In any good project, you split the work into smaller tasks…

nc group.chal.uiuc.tf 1337

**Attachment (chal.py):**

`from Crypto.Util.number import getPrime, long_to_bytes`

from random import randint

import hashlib

from Crypto.Cipher import AES

from Crypto.Util.Padding import pad

with open("/flag", "rb") as f:

flag = f.read().strip()

def main():

print("[$] Did no one ever tell you to mind your own business??")

g, p = 2, getPrime(1024)

a = randint(2, p - 1)

A = pow(g, a, p)

print("[$] Public:")

print(f"[$] {g = }")

print(f"[$] {p = }")

print(f"[$] {A = }")

try:

k = int(input("[$] Choose k = "))

except:

print("[$] I said a number...")

if k == 1 or k == p - 1 or k == (p - 1) // 2:

print("[$] I'm not that dumb...")

Ak = pow(A, k, p)

b = randint(2, p - 1)

B = pow(g, b, p)

Bk = pow(B, k, p)

S = pow(Bk, a, p)

key = hashlib.md5(long_to_bytes(S)).digest()

cipher = AES.new(key, AES.MODE_ECB)

c = int.from_bytes(cipher.encrypt(pad(flag, 16)), "big")

print("[$] Ciphertext using shared 'secret' ;)")

print(f"[$] {c = }")

if __name__ == "__main__":

main()

**Analysis:**

` .....snip....`

key = hashlib.md5(long_to_bytes(S)).digest()

cipher = AES.new(key, AES.MODE_ECB)

c = int.from_bytes(cipher.encrypt(pad(flag, 16)), "big")

print("[$] Ciphertext using shared 'secret' ;)")

print(f"[$] {c = }")

....snip....

It is known that the key is the MD5 hash of the **“S”**, which is then returned in a byte format. This key is used to encrypt the flag using AES ECB mode.

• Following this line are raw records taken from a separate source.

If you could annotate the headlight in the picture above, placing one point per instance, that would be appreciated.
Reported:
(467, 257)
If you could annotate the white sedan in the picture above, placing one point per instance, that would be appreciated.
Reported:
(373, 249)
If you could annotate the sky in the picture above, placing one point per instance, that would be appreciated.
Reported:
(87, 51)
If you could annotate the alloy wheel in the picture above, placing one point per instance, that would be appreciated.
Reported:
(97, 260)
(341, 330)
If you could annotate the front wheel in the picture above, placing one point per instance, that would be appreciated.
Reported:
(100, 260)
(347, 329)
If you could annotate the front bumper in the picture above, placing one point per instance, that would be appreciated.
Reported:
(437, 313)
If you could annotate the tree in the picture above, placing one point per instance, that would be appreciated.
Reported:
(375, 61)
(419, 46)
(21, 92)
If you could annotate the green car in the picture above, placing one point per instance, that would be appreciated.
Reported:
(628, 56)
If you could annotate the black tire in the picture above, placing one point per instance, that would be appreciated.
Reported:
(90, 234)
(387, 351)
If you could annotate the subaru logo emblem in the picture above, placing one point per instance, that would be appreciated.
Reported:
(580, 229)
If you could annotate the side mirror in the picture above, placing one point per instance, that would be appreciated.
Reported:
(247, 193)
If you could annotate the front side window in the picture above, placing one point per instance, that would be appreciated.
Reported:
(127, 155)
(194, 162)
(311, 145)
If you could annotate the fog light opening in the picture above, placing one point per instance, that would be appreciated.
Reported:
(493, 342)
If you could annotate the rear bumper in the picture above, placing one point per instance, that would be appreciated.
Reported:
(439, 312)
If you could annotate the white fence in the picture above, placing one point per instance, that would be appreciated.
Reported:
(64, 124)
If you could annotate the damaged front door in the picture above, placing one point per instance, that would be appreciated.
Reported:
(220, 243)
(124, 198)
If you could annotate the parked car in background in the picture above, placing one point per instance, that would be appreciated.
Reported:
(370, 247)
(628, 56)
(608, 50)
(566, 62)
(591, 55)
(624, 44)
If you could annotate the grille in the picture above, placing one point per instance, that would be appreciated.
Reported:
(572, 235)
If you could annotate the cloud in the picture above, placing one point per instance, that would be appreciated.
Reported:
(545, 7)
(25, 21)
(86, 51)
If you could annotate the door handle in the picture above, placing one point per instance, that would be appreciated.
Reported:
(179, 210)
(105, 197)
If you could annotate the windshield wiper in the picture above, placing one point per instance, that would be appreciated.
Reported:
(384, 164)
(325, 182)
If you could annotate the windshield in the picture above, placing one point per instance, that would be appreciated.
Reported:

To decrypt the AES ECB mode, this key is required.

**How to get the key?**

As we can see in the source code above, the script require user input for the value of **“k”**. There is if condition specifically checking for the weak values of **“1”**, **“p-1”**, and **“(p-1) // 2”**. So, we cannot use that values as the input for **“k”**.

Because its only checking for the specific weak values, i used the sympy.totient python library to count the positive integers less than **“p”** and coprime with **“p”**. It does not necessarily yield the same values as **“1”**, **“p-1”**, or **“(p-1) // 2”**.

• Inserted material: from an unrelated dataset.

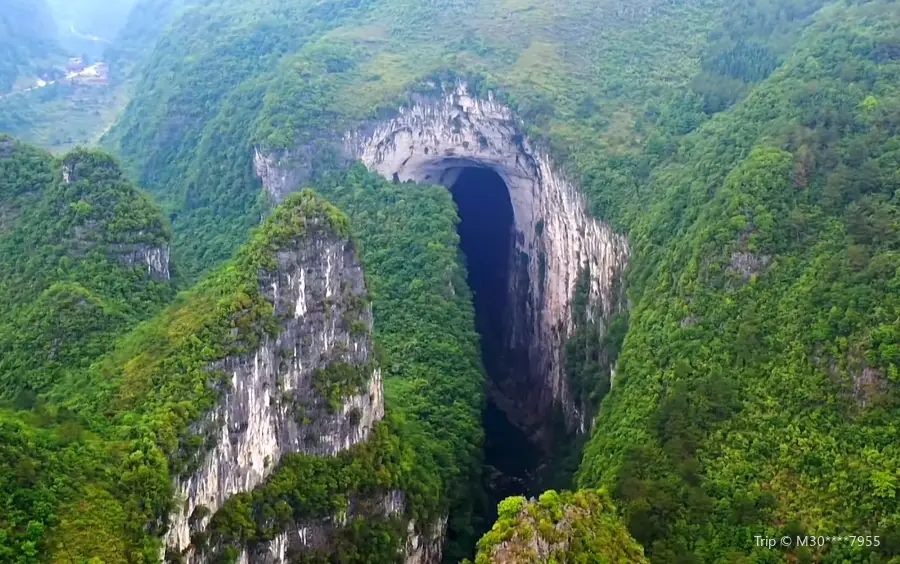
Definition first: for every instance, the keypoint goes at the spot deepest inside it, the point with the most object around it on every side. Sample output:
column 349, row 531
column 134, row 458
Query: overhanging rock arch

When we choose the **“k”** to be the totient of **“p”**, a fascinating property arises. The property is that for any positive integer **“a”** and prime number **“p”**,** “a ^ phi(p) = 1 (mod p)”** holds if **“a”** is coprime with **“p”**.

` ....snip....`

try:

k = int(input("[$] Choose k = "))

except:

print("[$] I said a number...")

if k == 1 or k == p - 1 or k == (p - 1) // 2:

print("[$] I'm not that dumb...")

Ak = pow(A, k, p)

b = randint(2, p - 1)

B = pow(g, b, p)

Bk = pow(B, k, p)

S = pow(Bk, a, p)

....snip...

In the given code, after computing **Ak = pow(A, k, p)**, **“Ak**” will become **1 (mod p)** due to the property mentioned above. Consequently, when **“Bk”** is computed as** pow(B, k, p)**, it will also be equal to **1 (mod p)**. As a result, when computing **S = pow(Bk, a, p)**, **“S”** will still be **1 (mod p)** since **1** raised to any power is still **1**.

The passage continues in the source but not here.